Nella fattispecie in esame la Corte di Cassazione si occupa dell'applicabilità ai casi di dimissioni incentivate delle norme che attribuiscono al lavoratore licenziato il diritto di precedenza nelle eventuali nuove assunzioni del datore di lavoro.Nel caso di specie due dipendenti avevano, dapprima, sottoscritto due verbali di conciliazione con dimissioni incentivate e rinunce anche in relazione al diritto di precedenza nella riassunzione previsto dagli artt. 15 L. 264/1949 e 8 L. 223/1991 e, successivamente, impugnato gli stessi in quanto affetti da dolo o comunque errore in relazione a tali rinunce.

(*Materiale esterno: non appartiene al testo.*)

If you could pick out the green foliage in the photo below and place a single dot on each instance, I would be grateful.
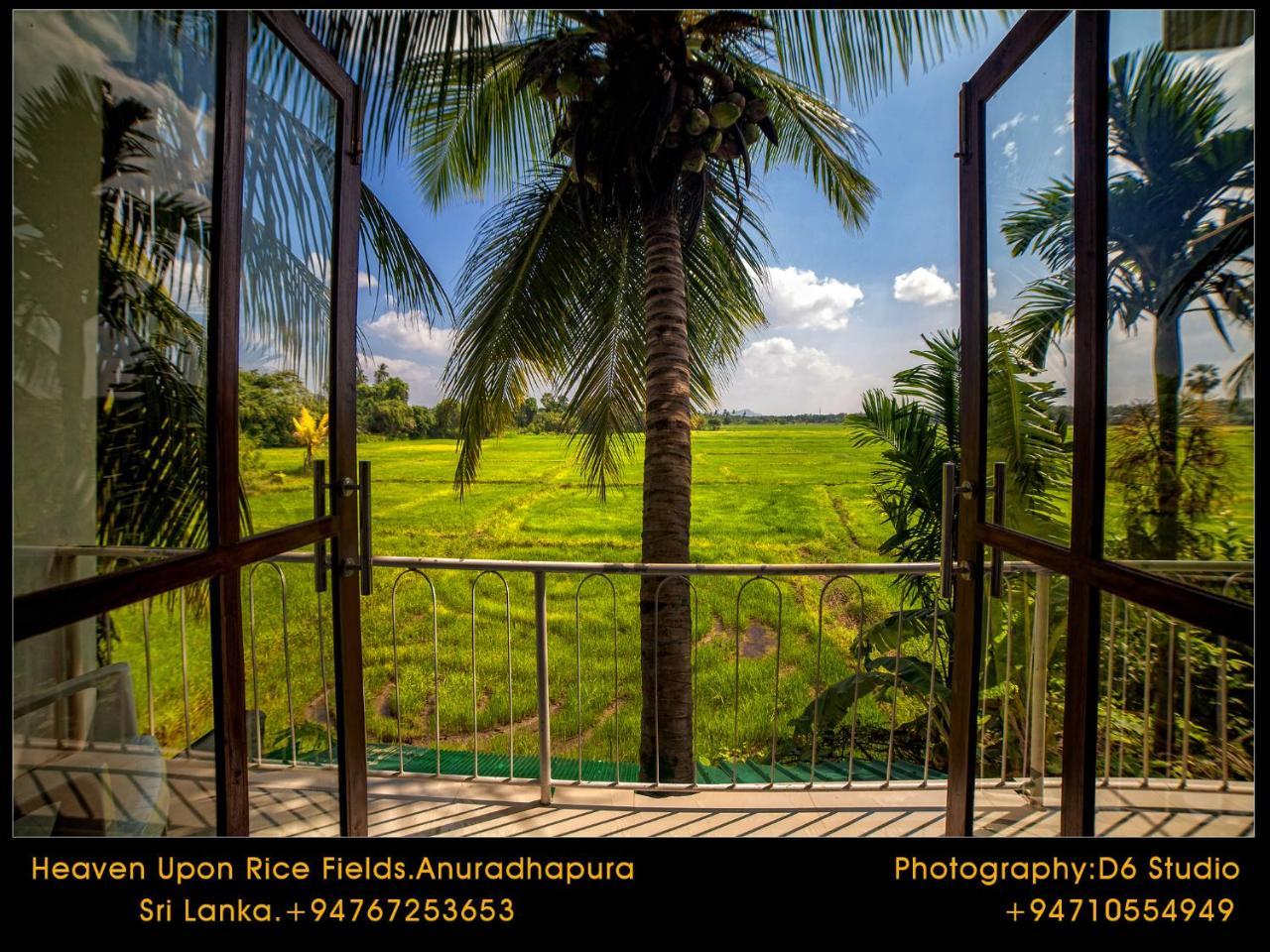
(1133, 468)
(268, 404)
(916, 426)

Avevano quindi richiesto la declaratoria della sussistenza di tale diritto di precedenza e, in virtù dell'inadempimento della società datrice di lavoro, la condanna di quest'ultima al risarcimento del danno.La Corte d'Appello di Roma, però, aveva respinto tali richieste soffermandosi sul fatto che dalle risultanze istruttorie non erano emerse assunzioni di altri lavoratori a tempo indeterminato e in posizioni equivalenti a quelle dei ricorrenti nel semestre di riferimento, condizione essenziale per l'insorgere dell'invocato diritto di precedenza.Conseguentemente le domande relative alla nullità delle rinunce sono state considerate superate dalla Corte territoriale.Contro tale decisione proponevano ricorso in Cassazione i lavoratori sulla base del rilievo per cui la Corte avrebbe errato nel non ritenere che il diritto di precedenza in parola sussistesse anche nell'ipotesi di mansioni non rientranti nello stesso livello di inquadramento, ma compatibili con la professionalità dei lavoratori licenziati.La Suprema Corte ha rigettato il ricorso, confermando la decisione della Corte d'Appello, seppur sulla base di motivi diversi.Infatti la Suprema Corte ha ribadito un suo costante orientamento secondo il quale il diritto di precedenza in questione ha come condizione l'esistenza di un licenziamento per riduzione di personale e, in assenza di questo, la relativa normativa non è applicabile. Nel caso di specie, dunque, non essendo le dimissioni incentivate equiparabili al licenziamento il diritto in questione non è sorto in capo ai lavoratori ricorrenti. Le domande relative alla nullità delle rinunce sul punto sono dunque state considerate assorbite.